Features: The Condo Revolution!

Suburban empty nesters willing to pay $1 million and more for the romance of urban life are driving a luxury condo boom that’s about to turn our rowhouse town into the Upper East Side. What’s our cut on the deal? Maybe the world-class city we say we’ve always wanted

 Bob Britton didn’t have Center City on his radar screen, even though he works at 4 Penn Center as a partner at the law firm Post & Schell. Even though he and his wife, Marsha, have season tickets to the Walnut Street Theatre. The reason: He lived in Center City once, in an apartment at 17th and Pine, and it wasn’t so charming. One day, in the fall of 1971, he came home to find his door gone; thieves had taken it off on their way in to ransack his place. Shortly afterward, he got married, and he and Marsha moved to Lafayette Hill.

But about five years ago, when the youngest of their three sons was in college, they began thinking about leaving their Georgian colonial. It was getting to be a pain to keep up, in the normal way that all pleasing suburban houses are secretly a pain. “We realized that sooner or later, we had to get out of the house,” Bob recalls. By last year, they were getting serious about moving, but Center City wasn’t on their wish list “until one weekend a friend said maybe I shouldn’t rule it out.” He and Marsha (he’s 60, she’s 56) started looking at condos, and in doing so, “We saw a lot of people out at night, walking around. Philadelphia really has changed. It’s significantly safer — and I think that’s because there’s a lot more going on. It’s not New York yet, but it’s closer to Boston, which always was a couple steps ahead of us. Philadelphia has ratcheted up.”

Within a week, they put down a deposit at the Chelsea. Bob remembers the 1920s limestone-block building at 1515 Locust as “grade-C office space,” but it’s being gutted and transformed into 15 luxury condos. Bob is coy about the cost; he will only say their new 2,320-square-foot, three-bedroom unit is “a couple hundred thousand more” than the sale price of their 4,000-square-foot house in Lafayette Hill. They were hoping to move in by the end of September. At which point his daily commute will become a seven-minute walk.

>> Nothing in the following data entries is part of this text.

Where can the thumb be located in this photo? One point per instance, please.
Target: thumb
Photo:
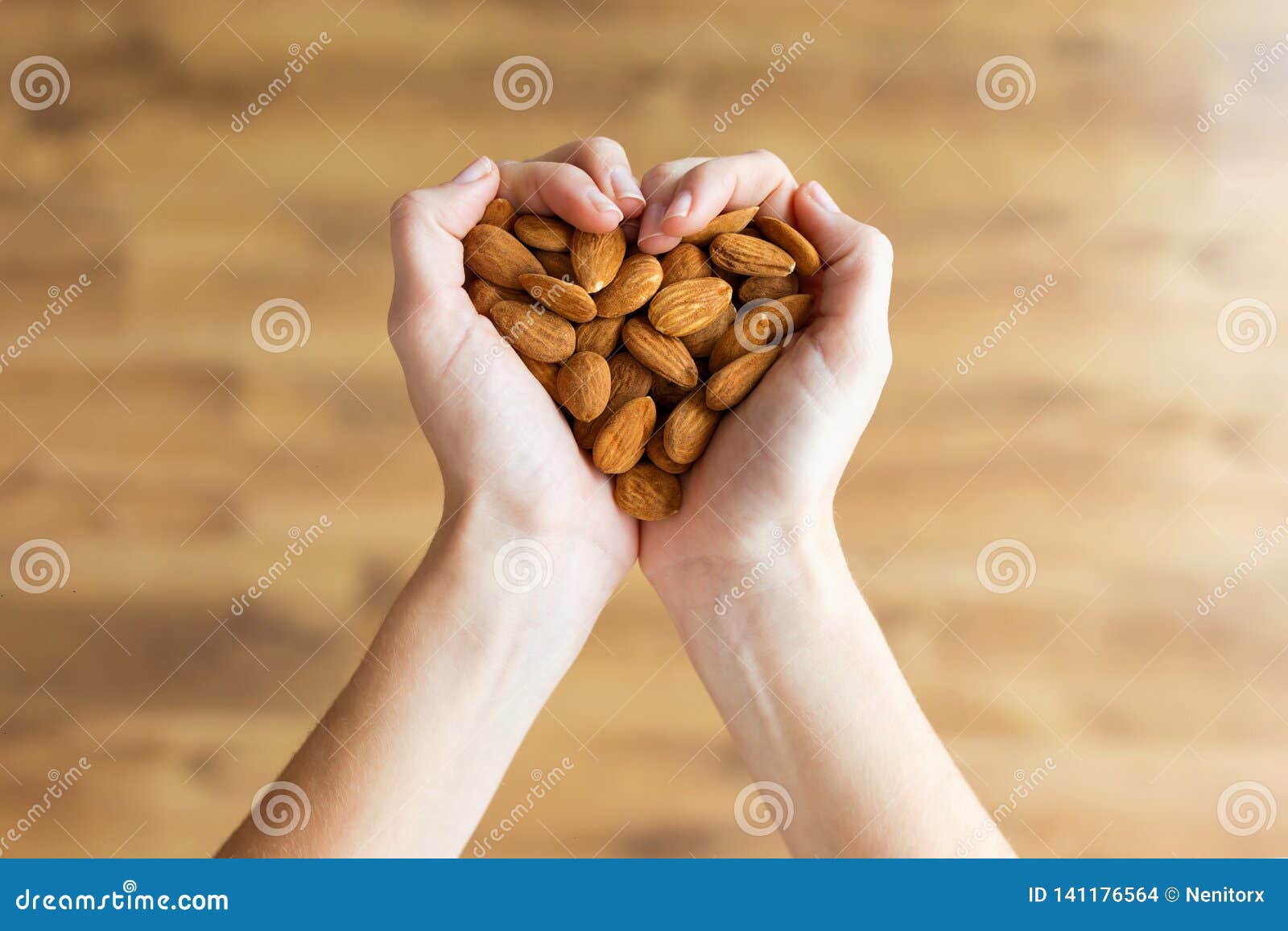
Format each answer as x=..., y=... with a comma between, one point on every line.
x=853, y=312
x=425, y=231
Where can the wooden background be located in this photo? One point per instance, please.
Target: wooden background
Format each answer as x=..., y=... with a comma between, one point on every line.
x=1112, y=431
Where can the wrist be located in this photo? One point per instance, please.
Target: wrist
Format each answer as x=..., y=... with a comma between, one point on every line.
x=527, y=594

Many empty nesters speak reverentially of “walking to work” as a big reason to move to the city. Is commuting that bad? Isn’t that why cell phones were invented? Carl Dranoff, who’s 57 himself, put his finger on the underlying motivation. “Time is becoming more and more important,” he says. “The sand is flowing through the hourglass.”

They want to add time to their days. They also want to shed unnecessary possessions and unwanted responsibilities. “You’re talking to a person who wants nothing on her plate,” says Linda Hirshorn. At 64, she was sick and tired of her home, a stately 7,500-square-foot brick mansion in Chestnut Hill. “My ex-husband was a history major, and he did nothing around the house,” she jokes. She simplified and simplified until she could fit her belongings into 1,100 square feet, then in May moved to a two-bedroom condo at CityView, a recent conversion at 20th and Hamilton. She loves her new view: “From the 25th floor, North Philadelphia looks like Europe.” As with many empty nesters, the high percentage of young people in Center City is very much a part of the attraction: “It makes you feel younger,” Hirshorn says.

So does making a change — any change — in your early 60s. Last fall, Sheryl and Allen Bar sold their four-bedroom colonial in Villanova, which they built on a cul-de-sac in 1976. They’d raised three girls, and after 29 years they were ready to try something new. So they moved to Old City. “It’s very rejuvenating,” says Sheryl. “I’ve always believed people should shake up their lives at various points.”